Use of the service must preserve the expert’s independence under CPR Part 35; our outputs provide prompts for consideration and do not include suggested wording or co-authorship, and the expert remains solely responsible for the content of their report and for ensuring that any amendments reflect their independent analysis and duty to the court. The expert should record their own reasons for any substantive changes and decline to adopt any change that they do not independently endorse, to guard against arguments of coaching or improper influence.

Solicitors and experts should be aware, however, that independence concerns under CPR Part 35 are not limited to questions of authorship. An expert who has been shown identified evidential gaps or potential lines of cross-examination cannot be considered to have formed their views entirely independently of that information, even if all subsequent amendments are written in the expert’s own words and reflect their genuine assessment.

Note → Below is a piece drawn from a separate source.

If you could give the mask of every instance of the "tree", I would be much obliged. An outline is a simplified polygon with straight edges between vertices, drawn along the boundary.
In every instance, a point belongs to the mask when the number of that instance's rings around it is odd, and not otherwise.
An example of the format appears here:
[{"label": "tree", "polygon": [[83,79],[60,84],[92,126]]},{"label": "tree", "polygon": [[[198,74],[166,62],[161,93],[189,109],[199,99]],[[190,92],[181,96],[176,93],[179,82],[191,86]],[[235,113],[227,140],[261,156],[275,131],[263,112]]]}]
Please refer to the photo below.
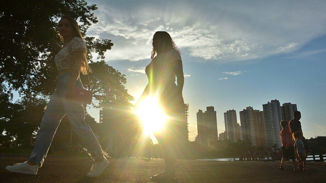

The risk that awareness of such matters may itself constitute a form of influence on the expert’s opinion — independent of who holds the pen — should be considered before using the service.

The service is accordingly best suited to formal and procedural quality checking, such as compliance with Practice Direction 35 requirements, citation accuracy, and logical structure; its use for the identification of substantive evidential gaps or potential lines of cross-examination raises more acute independence concerns and, in such cases, solicitors and experts should consider carefully whether use of the service for those purposes is consistent with the expert’s CPR Part 35 obligations in the specific circumstances of the case. Specific advice should be sought where any doubt exists.

9 Data retention

Enquiry‑related correspondence is retained for a limited period and then securely deleted; account information is retained for as long as an account remains active and for a limited period thereafter where necessary for security or legal purposes; payment records are retained as required for accounting and tax purposes in accordance with UK legal requirements. Confidential report material and review outputs are deleted following completion of the review as described above. 

10 Data security

We maintain appropriate technical and organisational measures to protect personal data against unauthorised access, disclosure, alteration or loss, including access controls, encryption and secure hosting; these measures reflect the need to ensure confidentiality, integrity and availability of data, the sensitive nature of expert report material, and the professional and legal context in which the service operates. 

11 Cookies

This website uses only essential cookies and similar technologies that are strictly necessary for the secure operation of the service, including to enable secure authentication and account access, maintain login sessions, protect against unauthorised access and fraudulent activity, process payments securely, and ensure the technical functionality and security of the website; we do not use cookies for tracking across other websites, behavioural advertising, marketing profiles, analytics, or performance measurement.